By Lisa Fattori

A common concern among union tugboat companies is the lack of a level playing field, when competing with some non-union operators, whose non-compliance with industry standards puts law-abiding businesses at a disadvantage. While not every small, independent bends the rules, some, disparagingly referred to as “gypos”, are rogue operators who also pose a safety hazard when they don’t follow Transport Canada rules in enforcing regulations. While punitive consequences exist for infractions, the difficulty lies in enforcing regulations in a timely and consistent manner, and in developing a protocol that tackles what has become a systemic problem.

“It’s very concerning, when you have companies running boats that are under-crewed and that don’t comply with regulations that are there for the public’s safety,” says a spokesperson for the Canadian Merchant Service Guild. “The quality of maintenance on these boats isn’t going to be up to par when compared with union vessels, but it’s the manning requirement that’s the bigger issue. This has been going on now for a number of years and it doesn’t appear to be getting any better.”

For a job that requires a tugboat with four crew members, including the master, mate and two deckhands, bids by union companies will take into account the cost of personnel. Rogue operators who run a tugboat with only three crew members are able to submit a lower bid, all the while not following regulations. These non-union companies are saving themselves approximately $50,000 per year by operating with only one deckhand, so they can afford to undercut union players. Given that a union operator is paying union wages, plus benefits, the cost of including that fourth deckhand makes his expense much more than $50,000 per year.
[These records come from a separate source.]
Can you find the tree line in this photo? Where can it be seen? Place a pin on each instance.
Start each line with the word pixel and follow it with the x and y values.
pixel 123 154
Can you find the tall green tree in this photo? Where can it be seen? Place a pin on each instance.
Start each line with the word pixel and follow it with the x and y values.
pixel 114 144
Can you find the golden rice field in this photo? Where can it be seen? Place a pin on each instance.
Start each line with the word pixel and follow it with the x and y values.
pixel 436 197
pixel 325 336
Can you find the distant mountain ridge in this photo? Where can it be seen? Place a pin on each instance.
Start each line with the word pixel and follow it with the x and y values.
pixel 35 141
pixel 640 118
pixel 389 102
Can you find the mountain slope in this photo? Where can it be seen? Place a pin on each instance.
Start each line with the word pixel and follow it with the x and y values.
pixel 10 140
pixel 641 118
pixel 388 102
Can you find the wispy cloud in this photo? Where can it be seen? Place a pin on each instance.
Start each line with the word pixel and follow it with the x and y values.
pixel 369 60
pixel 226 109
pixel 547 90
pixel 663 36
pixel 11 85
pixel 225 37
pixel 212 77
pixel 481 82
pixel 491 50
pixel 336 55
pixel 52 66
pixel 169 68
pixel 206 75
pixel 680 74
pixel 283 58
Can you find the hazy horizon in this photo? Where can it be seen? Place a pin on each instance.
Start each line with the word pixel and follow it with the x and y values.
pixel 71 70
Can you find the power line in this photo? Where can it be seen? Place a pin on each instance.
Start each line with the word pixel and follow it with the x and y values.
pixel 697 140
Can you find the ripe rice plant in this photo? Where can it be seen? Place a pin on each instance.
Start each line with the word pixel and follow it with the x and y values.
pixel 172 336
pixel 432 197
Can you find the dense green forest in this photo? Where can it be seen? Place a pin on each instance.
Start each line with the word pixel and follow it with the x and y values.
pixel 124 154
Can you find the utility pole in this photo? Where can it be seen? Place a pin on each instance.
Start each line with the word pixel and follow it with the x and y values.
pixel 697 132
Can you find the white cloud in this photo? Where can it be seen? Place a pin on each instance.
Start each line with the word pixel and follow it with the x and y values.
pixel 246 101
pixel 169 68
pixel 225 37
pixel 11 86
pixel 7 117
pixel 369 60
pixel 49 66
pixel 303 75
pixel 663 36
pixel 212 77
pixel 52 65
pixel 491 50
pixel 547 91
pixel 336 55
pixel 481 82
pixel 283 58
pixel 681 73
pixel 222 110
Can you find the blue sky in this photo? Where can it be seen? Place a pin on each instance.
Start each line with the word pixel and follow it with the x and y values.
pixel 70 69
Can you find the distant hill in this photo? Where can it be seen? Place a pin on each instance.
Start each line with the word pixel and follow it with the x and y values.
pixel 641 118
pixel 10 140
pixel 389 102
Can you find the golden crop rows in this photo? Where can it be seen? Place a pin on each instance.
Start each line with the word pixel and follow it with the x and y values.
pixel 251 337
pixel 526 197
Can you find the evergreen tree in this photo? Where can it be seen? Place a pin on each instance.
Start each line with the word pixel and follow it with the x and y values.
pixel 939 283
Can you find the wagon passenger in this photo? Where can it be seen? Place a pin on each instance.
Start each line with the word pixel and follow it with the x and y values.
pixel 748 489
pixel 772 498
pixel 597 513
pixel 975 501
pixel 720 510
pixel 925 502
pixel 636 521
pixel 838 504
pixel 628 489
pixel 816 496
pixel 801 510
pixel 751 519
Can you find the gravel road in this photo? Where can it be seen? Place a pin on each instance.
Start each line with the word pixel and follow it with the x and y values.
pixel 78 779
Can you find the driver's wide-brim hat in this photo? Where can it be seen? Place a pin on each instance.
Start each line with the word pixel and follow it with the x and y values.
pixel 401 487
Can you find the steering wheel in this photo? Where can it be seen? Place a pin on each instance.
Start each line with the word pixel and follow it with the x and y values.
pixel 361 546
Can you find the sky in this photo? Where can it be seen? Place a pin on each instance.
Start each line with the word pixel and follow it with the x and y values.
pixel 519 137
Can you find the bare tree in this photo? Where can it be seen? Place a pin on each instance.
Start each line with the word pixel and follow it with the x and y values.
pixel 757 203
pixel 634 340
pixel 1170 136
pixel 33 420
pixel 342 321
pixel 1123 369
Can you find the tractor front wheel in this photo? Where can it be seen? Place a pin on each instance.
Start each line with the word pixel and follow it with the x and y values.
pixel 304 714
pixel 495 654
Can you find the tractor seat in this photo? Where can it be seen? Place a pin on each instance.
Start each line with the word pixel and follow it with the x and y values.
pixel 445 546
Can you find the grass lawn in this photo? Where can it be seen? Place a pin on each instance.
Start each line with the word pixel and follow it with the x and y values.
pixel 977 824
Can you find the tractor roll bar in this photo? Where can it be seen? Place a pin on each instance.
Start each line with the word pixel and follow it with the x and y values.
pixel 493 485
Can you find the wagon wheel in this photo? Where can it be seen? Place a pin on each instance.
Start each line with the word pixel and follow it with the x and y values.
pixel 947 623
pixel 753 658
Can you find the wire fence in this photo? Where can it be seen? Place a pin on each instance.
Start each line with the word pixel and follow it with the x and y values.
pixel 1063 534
Having the required number of personnel on board, however, is a necessary cost of doing business.

Losing a job to a non-union company is made all the more frustrating when customers go with the low-bidding operator who isn’t accredited with industry-specific safety training and certification. Some logging companies, for example, encourage tugboat personnel to complete training programs in the safe transportation of forestry products, but then will award a job to a non-union tugboat operation that doesn’t have the recommended credentials.

“Many companies go above and beyond, undergoing audits, establishing in-house safety committees, and spending the time and money to be properly accredited,” says Terry Engler, president of Local 400, International Longshore and Warehouse Union Canada. “It’s very frustrating for them to see non-union companies bidding low and getting jobs, when they don’t have the same safety standards and the proper crew levels.”

With the closing of several lumber mills along B.C.’s rivers, the tugboat market contracted, thus making competition much more fierce. While several companies have moved away from hauling wood products to towing barges containing other materials, such as aggregates, there is still demand for log towing services and transporting fuel to logging and mining camps. It is quite easy for a small company to get involved with the log towing business and, if vessels fall under15 GT, they are not inspected by Transport Canada. There are some reports that, to fall under the radar, rogue companies will soup-up their small tugs to move a higher tonnage, which impacts the vessels’ stability and, therefore, poses a safety risk.

Enforcement on the water does not fall under the sole jurisdiction of the Coast Guard or the RCMP, and Transport Canada’s inspections at shore may be too late to witness an undermanned vessel. On top of that, guidelines leave plenty of room for interpretation. Transport Canada is cognizant, however, of the concerns of tugboat crew members and takes action against any tugboat operator found not complying with the Canada Shipping Act, 2001, including the insufficient manning of tugboats. In November, for example, Transport Canada joined forces with the RCMP to monitor compliance by all commercial vessels (including tugboats) on the North Coast of Vancouver Island, from Campbell River to Bella Bella, B.C.

“This initiative has resulted in another tugboat found not complying with the safe manning regulatory requirements,” says Jillian Glover, spokesperson for Transport Canada, Pacific Region. “The operator has received a notice of deficiency and we will follow up with further enforcement. The Transport Canada / RCMP initiative will be on the water again this week.”

Overall, B.C.’s tugboat industry has a good safety record, but there have been some high profile accidents that incite public scrutiny and calls for tighter regulations. The 2007 sinking of a barge at Robson Bight, for example, put a spotlight on the industry, particularly because of the resulting fuel spill in the location of a whale sanctuary. The barge, carrying logging equipment and vehicles (including a fuel truck) was deemed unseaworthy, and the owner of the barge was found guilty on six pollution charges.

“When a small company doesn’t follow safety regulations and gets into trouble, it besmirches the entire industry,” Engler says. “We are guardians of the environment. If we want to grow the industry in B.C., we have to have all of the safety procedures in place for all vessels.”